Well the blank parts of a page thing could have been the bug when the plugin was called in the loop. That should be fixed now.
It sounds like your hosting company doesn't like to do software updates after installing the OS off of a disk. CentOS has a wiki page for updating PHP to 5.2.x and it is quite simple:
# rpm -qa |grep php
# yum update
# service httpd restart
Source: http://wiki.centos.org/HowTos/PHP_5.1_To_5.2
The first checks for installed php components, the second does the install, the third restarts apache.
I noticed one thing with the checking code, I look at the superglobal PHP_VERSION for the check, but report using phpversion().

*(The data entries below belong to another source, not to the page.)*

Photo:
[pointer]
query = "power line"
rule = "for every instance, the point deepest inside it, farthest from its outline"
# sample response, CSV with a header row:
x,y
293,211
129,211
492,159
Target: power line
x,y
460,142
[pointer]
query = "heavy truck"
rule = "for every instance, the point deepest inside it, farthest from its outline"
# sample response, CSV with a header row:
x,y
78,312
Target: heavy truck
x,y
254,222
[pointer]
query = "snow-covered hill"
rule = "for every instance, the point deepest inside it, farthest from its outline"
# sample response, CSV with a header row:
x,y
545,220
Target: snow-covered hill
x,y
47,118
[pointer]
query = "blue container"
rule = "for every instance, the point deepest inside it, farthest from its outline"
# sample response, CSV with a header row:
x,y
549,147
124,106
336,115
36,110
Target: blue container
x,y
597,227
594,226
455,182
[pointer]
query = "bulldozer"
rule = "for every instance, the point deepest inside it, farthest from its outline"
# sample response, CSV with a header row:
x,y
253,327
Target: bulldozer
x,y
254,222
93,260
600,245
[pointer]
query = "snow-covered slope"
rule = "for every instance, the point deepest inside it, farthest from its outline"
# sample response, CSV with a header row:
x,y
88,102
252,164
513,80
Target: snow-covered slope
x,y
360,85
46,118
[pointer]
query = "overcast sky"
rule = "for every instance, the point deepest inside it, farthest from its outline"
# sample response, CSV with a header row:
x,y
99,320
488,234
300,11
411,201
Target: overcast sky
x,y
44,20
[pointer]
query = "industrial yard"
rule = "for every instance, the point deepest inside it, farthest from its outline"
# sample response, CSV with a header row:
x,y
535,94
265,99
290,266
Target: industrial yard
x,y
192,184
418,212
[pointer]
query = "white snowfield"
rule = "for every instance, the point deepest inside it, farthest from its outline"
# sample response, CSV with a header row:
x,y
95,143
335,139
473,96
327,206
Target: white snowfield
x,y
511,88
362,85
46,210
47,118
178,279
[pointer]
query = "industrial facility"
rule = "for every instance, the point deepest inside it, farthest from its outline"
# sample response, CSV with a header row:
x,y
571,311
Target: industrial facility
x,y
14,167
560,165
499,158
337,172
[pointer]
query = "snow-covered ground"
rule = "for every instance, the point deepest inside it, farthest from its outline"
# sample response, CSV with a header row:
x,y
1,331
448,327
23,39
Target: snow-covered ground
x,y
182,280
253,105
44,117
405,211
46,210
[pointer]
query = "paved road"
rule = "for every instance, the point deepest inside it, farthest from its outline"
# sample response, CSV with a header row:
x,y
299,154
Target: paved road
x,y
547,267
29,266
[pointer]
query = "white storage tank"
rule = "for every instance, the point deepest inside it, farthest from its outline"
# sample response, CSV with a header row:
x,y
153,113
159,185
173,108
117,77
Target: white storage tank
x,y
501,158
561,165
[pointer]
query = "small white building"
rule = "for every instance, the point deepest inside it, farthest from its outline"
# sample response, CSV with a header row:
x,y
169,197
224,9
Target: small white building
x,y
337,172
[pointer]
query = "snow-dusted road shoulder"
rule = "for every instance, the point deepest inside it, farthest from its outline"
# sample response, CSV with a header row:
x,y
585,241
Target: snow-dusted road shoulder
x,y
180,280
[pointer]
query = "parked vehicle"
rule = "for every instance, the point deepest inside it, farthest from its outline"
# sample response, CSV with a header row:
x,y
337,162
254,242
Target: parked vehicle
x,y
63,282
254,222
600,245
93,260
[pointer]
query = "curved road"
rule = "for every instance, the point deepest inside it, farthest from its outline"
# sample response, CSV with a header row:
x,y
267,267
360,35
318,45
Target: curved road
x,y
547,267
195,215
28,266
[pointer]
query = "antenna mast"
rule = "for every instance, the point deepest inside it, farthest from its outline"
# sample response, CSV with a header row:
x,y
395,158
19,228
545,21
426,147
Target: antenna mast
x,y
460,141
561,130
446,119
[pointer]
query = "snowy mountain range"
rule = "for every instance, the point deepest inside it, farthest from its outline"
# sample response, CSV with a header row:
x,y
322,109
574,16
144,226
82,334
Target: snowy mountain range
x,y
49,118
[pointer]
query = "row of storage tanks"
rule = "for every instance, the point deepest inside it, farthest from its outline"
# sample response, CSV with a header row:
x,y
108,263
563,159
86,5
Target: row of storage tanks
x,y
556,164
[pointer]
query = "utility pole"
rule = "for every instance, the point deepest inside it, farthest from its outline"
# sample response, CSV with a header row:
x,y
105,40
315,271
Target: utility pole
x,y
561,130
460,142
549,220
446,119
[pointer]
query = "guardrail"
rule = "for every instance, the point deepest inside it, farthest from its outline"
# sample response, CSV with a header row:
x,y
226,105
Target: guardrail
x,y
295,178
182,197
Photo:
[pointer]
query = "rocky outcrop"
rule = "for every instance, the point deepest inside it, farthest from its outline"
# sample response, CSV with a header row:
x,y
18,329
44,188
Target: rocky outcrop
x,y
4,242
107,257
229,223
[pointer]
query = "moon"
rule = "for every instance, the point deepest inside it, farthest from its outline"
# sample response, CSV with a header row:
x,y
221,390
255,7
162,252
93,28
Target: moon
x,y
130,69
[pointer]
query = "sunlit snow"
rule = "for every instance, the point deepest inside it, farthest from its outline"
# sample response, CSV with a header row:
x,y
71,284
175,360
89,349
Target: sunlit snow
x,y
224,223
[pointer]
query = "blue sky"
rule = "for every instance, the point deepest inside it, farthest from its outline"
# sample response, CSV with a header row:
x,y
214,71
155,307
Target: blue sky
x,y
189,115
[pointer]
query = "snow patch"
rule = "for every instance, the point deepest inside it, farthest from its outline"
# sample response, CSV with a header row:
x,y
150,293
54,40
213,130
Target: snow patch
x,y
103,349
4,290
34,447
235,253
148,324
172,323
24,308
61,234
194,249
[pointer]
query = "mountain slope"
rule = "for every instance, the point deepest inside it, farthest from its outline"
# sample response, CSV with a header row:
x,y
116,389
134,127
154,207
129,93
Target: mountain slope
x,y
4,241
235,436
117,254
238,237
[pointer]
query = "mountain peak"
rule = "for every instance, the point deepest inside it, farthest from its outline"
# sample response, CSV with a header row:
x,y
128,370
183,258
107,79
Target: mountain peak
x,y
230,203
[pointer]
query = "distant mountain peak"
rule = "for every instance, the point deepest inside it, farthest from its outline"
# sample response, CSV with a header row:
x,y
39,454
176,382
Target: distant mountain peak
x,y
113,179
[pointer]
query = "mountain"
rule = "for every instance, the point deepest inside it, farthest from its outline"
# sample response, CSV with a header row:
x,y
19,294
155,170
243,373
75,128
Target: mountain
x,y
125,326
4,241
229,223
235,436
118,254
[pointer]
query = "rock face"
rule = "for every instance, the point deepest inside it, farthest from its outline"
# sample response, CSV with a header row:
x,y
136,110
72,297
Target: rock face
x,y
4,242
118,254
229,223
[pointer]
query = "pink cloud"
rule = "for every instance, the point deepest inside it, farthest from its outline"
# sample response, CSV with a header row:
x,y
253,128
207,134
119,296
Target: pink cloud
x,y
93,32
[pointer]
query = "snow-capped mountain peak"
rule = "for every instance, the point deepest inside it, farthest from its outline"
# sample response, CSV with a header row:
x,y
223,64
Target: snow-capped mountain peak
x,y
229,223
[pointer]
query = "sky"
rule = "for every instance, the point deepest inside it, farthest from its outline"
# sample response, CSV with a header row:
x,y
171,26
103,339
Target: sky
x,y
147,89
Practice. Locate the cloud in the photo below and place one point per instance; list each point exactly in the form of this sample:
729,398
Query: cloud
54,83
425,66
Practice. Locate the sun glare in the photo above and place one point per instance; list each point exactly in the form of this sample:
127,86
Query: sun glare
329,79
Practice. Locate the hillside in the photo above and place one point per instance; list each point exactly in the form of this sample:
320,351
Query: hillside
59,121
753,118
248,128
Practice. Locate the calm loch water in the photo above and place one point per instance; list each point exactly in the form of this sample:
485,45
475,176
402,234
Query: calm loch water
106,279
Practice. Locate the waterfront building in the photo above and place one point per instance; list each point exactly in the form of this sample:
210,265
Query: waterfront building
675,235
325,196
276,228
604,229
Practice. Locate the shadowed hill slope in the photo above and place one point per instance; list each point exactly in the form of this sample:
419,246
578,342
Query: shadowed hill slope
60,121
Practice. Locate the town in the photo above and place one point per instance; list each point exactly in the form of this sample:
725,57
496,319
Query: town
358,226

If after updating you get where it says a version over 5.2 in the message (e.g. the warning becomes non logical), then it may be something with the global.
The message should have contained two version numbers in it, like the example JLeuze posted:
Your PHP version is too old, please upgrade to a newer version. Your version is 5.1.6, this plugin requires 5.2.0
Where "5.1.6" would be what ever version of PHP your site is running. If that is blank, then your host is trying to hide their PHP version. If that version is still 5.1.x or 5.0.x (where x is a number), then your host lied to you about upgrading the PHP version. If that version number is 5.2.x (where x is a number), then as explained above, PHP_VERSION and phpversion() are for some reason two different versions (and something I need to look into).